NEW YORK: U.S. government debt prices slipped on Monday as most traders moved to the sidelines before Christmas and given the absence of a US budget deal that averts a package of automatic tax hikes and spending cuts going into effect next year.
Analysts downplayed the day's price moves as signals of shifts in market sentiment.
There was little impetus for investors to change their bond positions without fresh US economic data or the Federal Reserve buying or selling Treasuries for its bond programs aimed to help the economy, analysts said.
The US bond market will close early at 2 p.m. (1900 GMT), an hour after Wall Street. US and most European markets will be shut on Tuesday, while major Asian markets will be open.
"The markets are dead. Those traders who are working are making sure positions don't get out of hand due to thin trading," said Lou Brien, market strategist at DRW Trading in Chicago.
Overnight Treasuries trading volume was a little more than 10 percent of its average, according to bond broker ICAP.
The budget negotiations in Washington have stopped as US President Barack Obama and Congress are on a holiday break.
There are seven more days in which they could reach a deal that will steer away from the 'fiscal cliff," a $600 billion worth of tax increases and spending reduction that could phase in next year.
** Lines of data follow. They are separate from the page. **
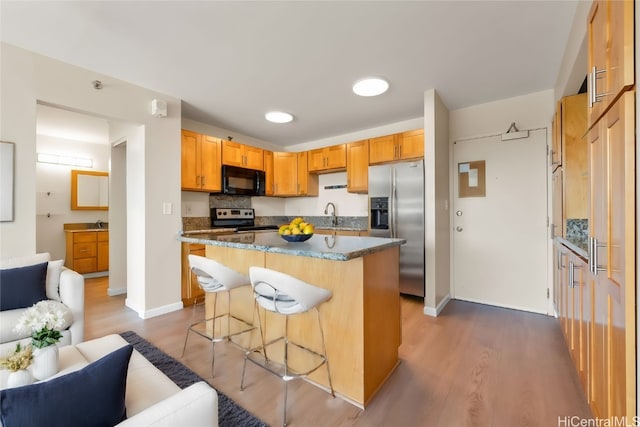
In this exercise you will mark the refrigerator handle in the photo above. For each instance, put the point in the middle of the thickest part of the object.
(393, 203)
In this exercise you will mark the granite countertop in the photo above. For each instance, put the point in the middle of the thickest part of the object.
(340, 228)
(338, 248)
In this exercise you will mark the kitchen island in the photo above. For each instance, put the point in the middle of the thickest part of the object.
(362, 319)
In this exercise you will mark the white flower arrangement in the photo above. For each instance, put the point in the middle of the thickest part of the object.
(43, 321)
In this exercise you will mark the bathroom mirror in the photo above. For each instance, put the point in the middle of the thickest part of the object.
(89, 190)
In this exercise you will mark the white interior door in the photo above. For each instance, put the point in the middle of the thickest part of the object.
(500, 240)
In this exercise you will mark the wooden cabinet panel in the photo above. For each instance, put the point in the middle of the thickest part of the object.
(325, 159)
(244, 156)
(574, 155)
(382, 149)
(190, 172)
(612, 226)
(358, 167)
(211, 163)
(87, 251)
(201, 162)
(254, 157)
(402, 146)
(285, 174)
(191, 291)
(610, 29)
(268, 173)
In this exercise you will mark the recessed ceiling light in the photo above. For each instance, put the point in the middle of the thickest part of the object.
(371, 86)
(278, 117)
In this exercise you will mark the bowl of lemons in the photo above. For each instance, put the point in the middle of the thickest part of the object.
(298, 230)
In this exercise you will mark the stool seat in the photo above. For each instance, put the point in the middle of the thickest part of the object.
(214, 278)
(283, 294)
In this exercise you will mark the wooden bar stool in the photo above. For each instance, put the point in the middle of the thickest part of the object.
(286, 295)
(216, 278)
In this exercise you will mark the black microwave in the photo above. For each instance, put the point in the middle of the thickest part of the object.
(242, 181)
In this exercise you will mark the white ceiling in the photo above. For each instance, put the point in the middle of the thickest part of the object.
(230, 62)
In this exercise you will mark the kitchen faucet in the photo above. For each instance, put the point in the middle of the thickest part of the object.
(334, 218)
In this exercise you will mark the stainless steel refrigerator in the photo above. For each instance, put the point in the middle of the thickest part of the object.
(396, 196)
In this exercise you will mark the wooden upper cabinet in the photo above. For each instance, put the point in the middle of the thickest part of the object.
(201, 161)
(328, 158)
(402, 146)
(268, 173)
(612, 224)
(610, 28)
(285, 174)
(244, 156)
(382, 149)
(575, 149)
(358, 167)
(307, 183)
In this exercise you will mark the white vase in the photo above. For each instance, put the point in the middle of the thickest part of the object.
(19, 378)
(45, 362)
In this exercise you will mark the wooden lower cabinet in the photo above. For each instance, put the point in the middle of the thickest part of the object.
(191, 291)
(87, 251)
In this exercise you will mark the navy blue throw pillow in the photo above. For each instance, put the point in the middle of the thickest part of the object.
(93, 396)
(23, 286)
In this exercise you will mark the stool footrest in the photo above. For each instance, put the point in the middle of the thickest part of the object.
(221, 327)
(301, 361)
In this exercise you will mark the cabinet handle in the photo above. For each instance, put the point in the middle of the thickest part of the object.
(592, 79)
(594, 266)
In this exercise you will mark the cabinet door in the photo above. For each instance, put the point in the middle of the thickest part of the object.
(190, 171)
(253, 158)
(268, 173)
(316, 160)
(574, 152)
(211, 162)
(411, 145)
(358, 167)
(285, 174)
(232, 154)
(610, 29)
(612, 225)
(336, 156)
(382, 149)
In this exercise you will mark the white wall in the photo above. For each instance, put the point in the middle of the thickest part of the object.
(27, 78)
(53, 192)
(437, 229)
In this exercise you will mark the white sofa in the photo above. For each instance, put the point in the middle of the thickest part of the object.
(69, 286)
(151, 398)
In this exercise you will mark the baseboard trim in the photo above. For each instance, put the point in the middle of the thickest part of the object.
(116, 291)
(159, 311)
(434, 312)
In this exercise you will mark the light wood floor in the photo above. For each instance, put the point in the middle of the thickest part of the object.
(474, 365)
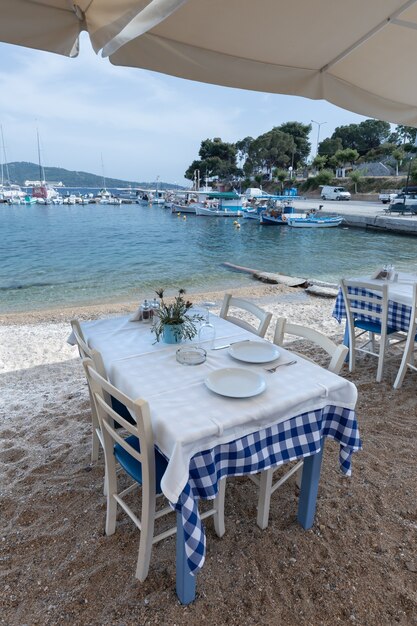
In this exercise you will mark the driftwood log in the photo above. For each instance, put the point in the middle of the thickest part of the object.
(324, 292)
(269, 277)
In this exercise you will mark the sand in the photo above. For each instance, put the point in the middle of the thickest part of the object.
(357, 565)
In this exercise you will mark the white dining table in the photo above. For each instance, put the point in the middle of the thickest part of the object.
(300, 404)
(400, 301)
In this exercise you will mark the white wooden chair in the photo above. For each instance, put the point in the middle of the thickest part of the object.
(255, 311)
(337, 354)
(85, 352)
(410, 346)
(357, 306)
(133, 448)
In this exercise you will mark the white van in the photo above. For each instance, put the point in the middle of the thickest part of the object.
(329, 192)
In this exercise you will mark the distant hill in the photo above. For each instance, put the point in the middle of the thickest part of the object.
(22, 170)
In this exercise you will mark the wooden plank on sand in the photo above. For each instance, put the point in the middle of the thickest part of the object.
(271, 278)
(324, 292)
(280, 279)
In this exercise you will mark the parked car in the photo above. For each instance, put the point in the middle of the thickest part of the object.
(329, 192)
(388, 195)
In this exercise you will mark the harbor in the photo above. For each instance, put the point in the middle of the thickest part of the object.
(368, 215)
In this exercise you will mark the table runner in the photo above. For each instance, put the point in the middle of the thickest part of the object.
(293, 439)
(198, 430)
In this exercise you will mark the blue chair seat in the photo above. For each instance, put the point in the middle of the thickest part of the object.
(372, 327)
(122, 411)
(134, 468)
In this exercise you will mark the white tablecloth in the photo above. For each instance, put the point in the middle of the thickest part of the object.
(186, 416)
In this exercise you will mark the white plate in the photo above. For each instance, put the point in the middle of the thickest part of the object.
(235, 382)
(254, 351)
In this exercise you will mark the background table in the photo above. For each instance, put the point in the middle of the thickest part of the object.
(400, 297)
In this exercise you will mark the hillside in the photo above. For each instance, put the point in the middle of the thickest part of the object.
(22, 170)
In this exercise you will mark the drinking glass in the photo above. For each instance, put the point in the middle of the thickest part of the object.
(207, 331)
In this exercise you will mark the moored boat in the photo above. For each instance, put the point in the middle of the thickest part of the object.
(219, 212)
(314, 221)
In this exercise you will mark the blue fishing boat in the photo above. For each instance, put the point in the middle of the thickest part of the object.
(315, 221)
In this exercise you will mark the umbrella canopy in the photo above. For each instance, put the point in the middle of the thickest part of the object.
(55, 25)
(358, 55)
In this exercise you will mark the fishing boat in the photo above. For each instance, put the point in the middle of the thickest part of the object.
(277, 214)
(315, 221)
(229, 204)
(212, 212)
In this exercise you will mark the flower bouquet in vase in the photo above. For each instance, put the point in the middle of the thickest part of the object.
(173, 322)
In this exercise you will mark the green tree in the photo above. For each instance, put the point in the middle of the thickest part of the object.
(300, 134)
(216, 157)
(282, 175)
(319, 162)
(270, 150)
(398, 155)
(242, 148)
(325, 177)
(346, 157)
(328, 147)
(407, 134)
(355, 176)
(364, 136)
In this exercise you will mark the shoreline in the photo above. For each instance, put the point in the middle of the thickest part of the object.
(254, 289)
(54, 510)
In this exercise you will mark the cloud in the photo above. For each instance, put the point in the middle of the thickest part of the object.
(143, 123)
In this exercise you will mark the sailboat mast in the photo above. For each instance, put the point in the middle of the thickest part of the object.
(102, 171)
(6, 163)
(41, 172)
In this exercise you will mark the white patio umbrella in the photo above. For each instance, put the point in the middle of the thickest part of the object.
(357, 54)
(55, 25)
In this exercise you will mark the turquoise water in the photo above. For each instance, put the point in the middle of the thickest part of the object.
(53, 256)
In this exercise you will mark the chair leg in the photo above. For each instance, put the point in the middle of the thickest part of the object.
(352, 353)
(408, 357)
(111, 490)
(299, 476)
(219, 506)
(381, 356)
(146, 535)
(264, 498)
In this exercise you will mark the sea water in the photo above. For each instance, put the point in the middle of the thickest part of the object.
(57, 256)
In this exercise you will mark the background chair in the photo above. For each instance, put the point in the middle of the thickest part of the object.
(367, 311)
(410, 346)
(256, 312)
(337, 354)
(138, 457)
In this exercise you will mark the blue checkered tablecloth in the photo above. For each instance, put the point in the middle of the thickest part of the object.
(289, 440)
(398, 314)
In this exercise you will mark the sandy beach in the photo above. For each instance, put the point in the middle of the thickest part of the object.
(357, 565)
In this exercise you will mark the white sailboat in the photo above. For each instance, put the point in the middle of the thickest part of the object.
(9, 193)
(41, 191)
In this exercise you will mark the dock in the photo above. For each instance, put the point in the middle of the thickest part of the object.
(362, 214)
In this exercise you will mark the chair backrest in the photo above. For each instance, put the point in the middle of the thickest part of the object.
(337, 352)
(367, 301)
(108, 418)
(84, 349)
(256, 312)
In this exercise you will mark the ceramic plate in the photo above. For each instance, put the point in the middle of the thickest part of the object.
(254, 351)
(234, 382)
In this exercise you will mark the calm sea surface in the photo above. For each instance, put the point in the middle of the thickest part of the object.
(53, 256)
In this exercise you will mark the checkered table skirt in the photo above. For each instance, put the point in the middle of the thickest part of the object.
(293, 439)
(398, 314)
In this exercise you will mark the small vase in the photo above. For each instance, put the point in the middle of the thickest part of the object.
(172, 333)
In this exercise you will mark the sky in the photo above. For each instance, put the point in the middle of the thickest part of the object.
(129, 123)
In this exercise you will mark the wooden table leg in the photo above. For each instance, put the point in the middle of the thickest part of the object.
(346, 341)
(309, 488)
(185, 581)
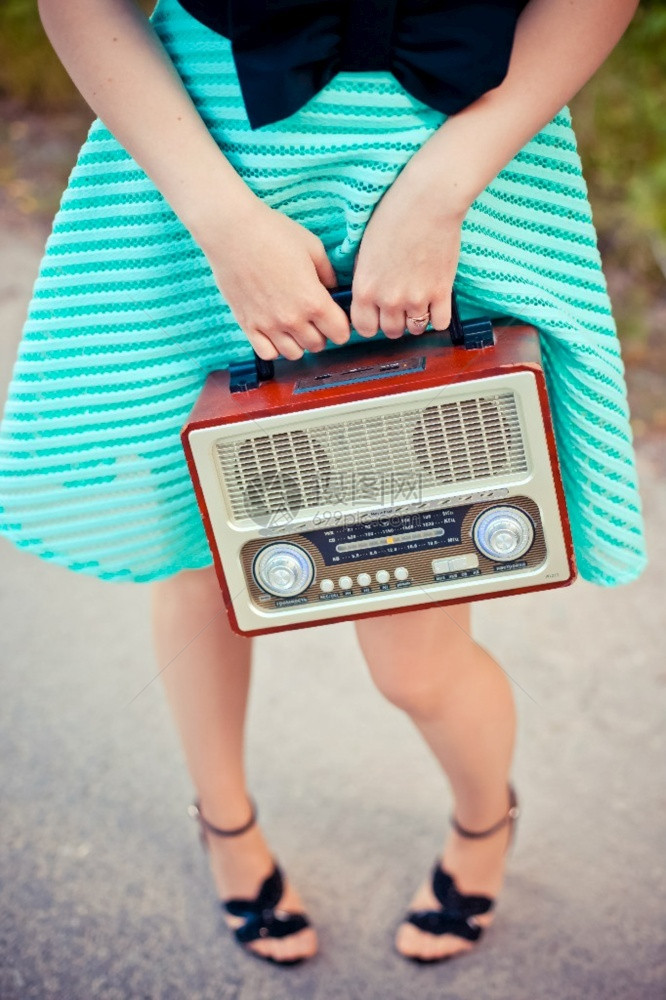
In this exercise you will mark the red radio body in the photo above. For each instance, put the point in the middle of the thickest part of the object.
(380, 477)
Economists have warned this fiscal move could cause a US recession and hurt the global economy.
With the deadline only a week away, traders have not completely abandoned hopes of a deal, even one that simply postpones broad changes in federal taxes and spending.
"They will probably come up with something unsatisfactory," Brien said.
Benchmark 10-year notes were last 2/32 lower in price to yield 1.779 percent, up 0.9 basis point from late on Friday.
Thirty-year bonds fell 7/32 with a yield of 2.946 percent, up 1.2 basis point from Friday's close.